Evolutionary Bioinformatics (Feb 2020)

Major Revisions in Arthropod Phylogeny Through Improved Supermatrix, With Support for Two Possible Waves of Land Invasion by Chelicerates

  • Katherine E Noah,
  • Jiasheng Hao,
  • Luyan Li,
  • Xiaoyan Sun,
  • Brian Foley,
  • Qun Yang,
  • Xuhua Xia

DOI
https://doi.org/10.1177/1176934320903735
Journal volume & issue
Vol. 16

Abstract

Read online

Deep phylogeny involving arthropod lineages is difficult to recover because the erosion of phylogenetic signals over time leads to unreliable multiple sequence alignment (MSA) and subsequent phylogenetic reconstruction. One way to alleviate the problem is to assemble a large number of gene sequences to compensate for the weakness in each individual gene. Such an approach has led to many robustly supported but contradictory phylogenies. A close examination shows that the supermatrix approach often suffers from two shortcomings. The first is that MSA is rarely checked for reliability and, as will be illustrated, can be poor.
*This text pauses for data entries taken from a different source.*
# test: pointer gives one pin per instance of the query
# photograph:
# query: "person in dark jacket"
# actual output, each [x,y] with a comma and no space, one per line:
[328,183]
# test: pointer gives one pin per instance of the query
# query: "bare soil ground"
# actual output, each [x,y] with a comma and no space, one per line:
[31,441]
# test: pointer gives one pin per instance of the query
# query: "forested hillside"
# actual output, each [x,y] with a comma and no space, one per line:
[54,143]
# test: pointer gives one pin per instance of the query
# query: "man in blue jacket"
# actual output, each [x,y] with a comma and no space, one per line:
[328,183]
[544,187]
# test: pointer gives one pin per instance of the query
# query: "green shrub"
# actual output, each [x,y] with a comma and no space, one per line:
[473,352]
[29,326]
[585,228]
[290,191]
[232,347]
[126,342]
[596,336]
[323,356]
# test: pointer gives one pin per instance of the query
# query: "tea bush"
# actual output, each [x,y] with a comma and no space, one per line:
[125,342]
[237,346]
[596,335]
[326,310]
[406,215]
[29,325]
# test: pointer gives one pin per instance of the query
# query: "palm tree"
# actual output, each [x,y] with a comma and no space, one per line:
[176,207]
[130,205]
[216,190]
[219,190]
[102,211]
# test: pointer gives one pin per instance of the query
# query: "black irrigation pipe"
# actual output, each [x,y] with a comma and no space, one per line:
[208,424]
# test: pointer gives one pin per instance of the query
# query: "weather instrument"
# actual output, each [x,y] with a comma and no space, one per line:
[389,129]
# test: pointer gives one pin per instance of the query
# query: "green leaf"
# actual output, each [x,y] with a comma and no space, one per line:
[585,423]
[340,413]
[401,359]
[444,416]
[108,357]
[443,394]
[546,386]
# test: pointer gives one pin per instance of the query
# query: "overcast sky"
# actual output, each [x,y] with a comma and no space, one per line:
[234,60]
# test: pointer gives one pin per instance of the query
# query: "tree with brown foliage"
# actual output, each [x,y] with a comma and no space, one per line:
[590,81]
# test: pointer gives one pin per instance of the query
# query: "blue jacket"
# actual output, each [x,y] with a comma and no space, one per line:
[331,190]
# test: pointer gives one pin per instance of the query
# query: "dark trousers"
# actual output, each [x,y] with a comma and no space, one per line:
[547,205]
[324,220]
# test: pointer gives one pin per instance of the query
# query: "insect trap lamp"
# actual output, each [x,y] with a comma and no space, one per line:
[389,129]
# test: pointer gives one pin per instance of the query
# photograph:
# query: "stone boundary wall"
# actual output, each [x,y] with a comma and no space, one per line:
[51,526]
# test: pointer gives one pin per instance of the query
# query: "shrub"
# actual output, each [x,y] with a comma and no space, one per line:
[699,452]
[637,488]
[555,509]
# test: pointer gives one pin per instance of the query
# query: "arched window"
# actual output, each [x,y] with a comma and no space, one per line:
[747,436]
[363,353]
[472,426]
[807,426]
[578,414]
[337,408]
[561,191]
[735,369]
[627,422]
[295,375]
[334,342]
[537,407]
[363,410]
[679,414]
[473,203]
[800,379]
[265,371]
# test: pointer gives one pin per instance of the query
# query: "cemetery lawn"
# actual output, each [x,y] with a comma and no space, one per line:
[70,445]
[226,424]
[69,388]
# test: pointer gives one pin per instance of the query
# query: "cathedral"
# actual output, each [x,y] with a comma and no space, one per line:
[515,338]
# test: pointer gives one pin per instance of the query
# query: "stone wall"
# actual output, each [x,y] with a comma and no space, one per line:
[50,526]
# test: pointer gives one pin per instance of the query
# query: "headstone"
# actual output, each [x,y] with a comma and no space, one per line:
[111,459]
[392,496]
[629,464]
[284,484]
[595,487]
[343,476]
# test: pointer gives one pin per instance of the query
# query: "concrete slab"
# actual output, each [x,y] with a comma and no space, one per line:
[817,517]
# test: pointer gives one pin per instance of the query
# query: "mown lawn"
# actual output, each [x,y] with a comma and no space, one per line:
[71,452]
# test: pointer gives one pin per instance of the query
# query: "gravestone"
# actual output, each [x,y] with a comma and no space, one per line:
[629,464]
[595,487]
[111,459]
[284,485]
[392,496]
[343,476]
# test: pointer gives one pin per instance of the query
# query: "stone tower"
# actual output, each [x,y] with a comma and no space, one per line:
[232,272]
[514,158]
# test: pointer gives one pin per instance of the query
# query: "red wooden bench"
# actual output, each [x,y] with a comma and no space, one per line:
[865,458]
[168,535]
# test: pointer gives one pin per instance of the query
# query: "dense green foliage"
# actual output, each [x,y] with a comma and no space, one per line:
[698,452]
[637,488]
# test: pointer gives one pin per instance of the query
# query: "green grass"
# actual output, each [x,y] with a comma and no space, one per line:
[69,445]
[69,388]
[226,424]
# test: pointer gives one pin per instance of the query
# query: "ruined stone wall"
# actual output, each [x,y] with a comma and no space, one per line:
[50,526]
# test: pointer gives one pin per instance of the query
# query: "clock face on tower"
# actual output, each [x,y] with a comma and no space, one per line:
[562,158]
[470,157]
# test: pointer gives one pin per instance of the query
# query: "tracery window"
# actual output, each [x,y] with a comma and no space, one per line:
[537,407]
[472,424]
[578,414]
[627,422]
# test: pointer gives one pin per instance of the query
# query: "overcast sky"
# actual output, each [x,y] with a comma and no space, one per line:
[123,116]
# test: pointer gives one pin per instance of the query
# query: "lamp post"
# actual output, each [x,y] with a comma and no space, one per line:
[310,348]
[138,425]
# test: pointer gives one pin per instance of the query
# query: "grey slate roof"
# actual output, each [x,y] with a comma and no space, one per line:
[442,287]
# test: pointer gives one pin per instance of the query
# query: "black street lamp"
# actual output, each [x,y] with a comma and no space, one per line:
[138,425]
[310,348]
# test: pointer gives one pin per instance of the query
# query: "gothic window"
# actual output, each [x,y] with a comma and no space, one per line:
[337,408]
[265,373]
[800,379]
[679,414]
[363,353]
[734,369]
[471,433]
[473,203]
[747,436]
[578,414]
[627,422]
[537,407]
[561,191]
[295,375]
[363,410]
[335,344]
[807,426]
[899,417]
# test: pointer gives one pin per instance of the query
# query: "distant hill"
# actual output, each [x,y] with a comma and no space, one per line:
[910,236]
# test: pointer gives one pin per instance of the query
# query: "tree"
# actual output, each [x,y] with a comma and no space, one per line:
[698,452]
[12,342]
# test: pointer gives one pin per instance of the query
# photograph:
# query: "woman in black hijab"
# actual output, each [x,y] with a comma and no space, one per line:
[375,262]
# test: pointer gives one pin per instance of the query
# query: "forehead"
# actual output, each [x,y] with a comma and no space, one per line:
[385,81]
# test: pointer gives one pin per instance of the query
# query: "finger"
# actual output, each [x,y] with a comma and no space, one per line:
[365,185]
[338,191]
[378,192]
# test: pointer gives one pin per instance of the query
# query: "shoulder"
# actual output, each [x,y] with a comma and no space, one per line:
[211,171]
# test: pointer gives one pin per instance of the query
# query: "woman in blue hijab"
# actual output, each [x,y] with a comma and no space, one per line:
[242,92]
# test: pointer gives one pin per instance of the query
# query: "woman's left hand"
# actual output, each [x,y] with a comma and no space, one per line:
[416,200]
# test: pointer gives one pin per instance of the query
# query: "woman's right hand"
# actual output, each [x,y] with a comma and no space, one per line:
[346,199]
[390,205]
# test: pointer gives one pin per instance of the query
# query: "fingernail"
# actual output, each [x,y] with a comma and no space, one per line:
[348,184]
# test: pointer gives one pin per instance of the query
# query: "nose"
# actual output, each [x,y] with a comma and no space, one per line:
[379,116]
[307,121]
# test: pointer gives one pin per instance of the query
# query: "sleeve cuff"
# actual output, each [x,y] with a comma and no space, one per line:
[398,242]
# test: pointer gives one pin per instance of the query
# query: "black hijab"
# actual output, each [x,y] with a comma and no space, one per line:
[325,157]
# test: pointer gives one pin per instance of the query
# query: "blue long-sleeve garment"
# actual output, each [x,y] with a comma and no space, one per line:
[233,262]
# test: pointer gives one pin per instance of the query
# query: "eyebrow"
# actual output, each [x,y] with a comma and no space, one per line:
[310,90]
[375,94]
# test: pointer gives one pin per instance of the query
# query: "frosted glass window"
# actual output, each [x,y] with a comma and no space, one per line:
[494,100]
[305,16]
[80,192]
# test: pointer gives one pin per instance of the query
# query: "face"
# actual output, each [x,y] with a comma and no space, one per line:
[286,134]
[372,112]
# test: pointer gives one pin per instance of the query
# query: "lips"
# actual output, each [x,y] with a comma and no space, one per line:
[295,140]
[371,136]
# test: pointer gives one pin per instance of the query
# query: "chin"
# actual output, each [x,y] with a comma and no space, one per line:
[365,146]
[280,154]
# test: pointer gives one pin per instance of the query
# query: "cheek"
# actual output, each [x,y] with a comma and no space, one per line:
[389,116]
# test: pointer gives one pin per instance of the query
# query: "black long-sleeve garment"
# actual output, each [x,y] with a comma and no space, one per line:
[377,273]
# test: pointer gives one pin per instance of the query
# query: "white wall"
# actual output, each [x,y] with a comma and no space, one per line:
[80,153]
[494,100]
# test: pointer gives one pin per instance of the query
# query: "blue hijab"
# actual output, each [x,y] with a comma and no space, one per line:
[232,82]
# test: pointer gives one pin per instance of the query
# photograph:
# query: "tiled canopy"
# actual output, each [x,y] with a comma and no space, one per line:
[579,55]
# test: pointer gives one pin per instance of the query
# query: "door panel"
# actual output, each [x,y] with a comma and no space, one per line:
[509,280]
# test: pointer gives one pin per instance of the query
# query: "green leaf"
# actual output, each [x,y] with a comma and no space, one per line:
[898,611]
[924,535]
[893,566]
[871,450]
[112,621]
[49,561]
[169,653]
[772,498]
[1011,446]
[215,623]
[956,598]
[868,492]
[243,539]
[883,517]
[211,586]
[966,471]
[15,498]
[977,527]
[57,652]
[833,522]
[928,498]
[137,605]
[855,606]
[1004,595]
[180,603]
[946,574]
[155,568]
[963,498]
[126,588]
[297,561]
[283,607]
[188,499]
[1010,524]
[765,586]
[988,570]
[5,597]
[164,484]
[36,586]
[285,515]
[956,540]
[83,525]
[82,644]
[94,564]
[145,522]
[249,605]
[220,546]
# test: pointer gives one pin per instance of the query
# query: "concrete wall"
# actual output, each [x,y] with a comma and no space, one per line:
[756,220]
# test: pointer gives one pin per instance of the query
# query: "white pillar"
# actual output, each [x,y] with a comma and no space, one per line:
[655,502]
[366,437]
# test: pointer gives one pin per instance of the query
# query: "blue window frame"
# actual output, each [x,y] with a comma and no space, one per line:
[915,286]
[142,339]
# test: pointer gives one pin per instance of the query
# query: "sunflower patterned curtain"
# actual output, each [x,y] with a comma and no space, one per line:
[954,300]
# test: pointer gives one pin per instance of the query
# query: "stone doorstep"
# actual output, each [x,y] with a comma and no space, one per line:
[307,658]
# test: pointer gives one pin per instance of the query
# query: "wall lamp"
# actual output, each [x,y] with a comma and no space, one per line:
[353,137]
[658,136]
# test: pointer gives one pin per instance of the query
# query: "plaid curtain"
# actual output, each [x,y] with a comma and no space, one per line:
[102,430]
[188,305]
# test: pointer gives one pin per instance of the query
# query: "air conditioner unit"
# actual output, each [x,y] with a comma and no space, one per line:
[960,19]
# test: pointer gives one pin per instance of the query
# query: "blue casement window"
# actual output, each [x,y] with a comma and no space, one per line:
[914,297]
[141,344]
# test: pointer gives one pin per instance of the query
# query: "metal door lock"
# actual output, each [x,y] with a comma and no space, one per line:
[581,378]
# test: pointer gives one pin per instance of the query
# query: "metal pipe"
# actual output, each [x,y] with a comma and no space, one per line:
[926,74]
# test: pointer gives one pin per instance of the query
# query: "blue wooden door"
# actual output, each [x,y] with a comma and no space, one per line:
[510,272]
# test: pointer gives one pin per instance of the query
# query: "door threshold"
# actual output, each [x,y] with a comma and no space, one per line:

The second is that, to alleviate the problem of homoplasy at the third codon position of protein-coding genes due to convergent evolution of nucleotide frequencies, phylogeneticists may remove or degenerate the third codon position but may do it improperly and introduce new biases. We performed extensive reanalysis of one of such “big data” sets to highlight these two problems, and demonstrated the power and benefits of correcting or alleviating these problems. Our results support a new group with Xiphosura and Arachnopulmonata (Tetrapulmonata + Scorpiones) as sister taxa. This favors a new hypothesis in which the ancestor of Xiphosura and the extinct Eurypterida (sea scorpions, of which many later forms lived in brackish or freshwater) returned to the sea after the initial chelicerate invasion of land. Our phylogeny is supported even with the original data but processed with a new “principled” codon degeneration. We also show that removing the 1673 codon sites with both AGN and UCN codons (encoding serine) in our alignment can partially reconcile discrepancies between nucleotide-based and AA-based tree, partly because two sequences, one with AGN and the other with UCN, would be identical at the amino acid level but quite different at the nucleotide level.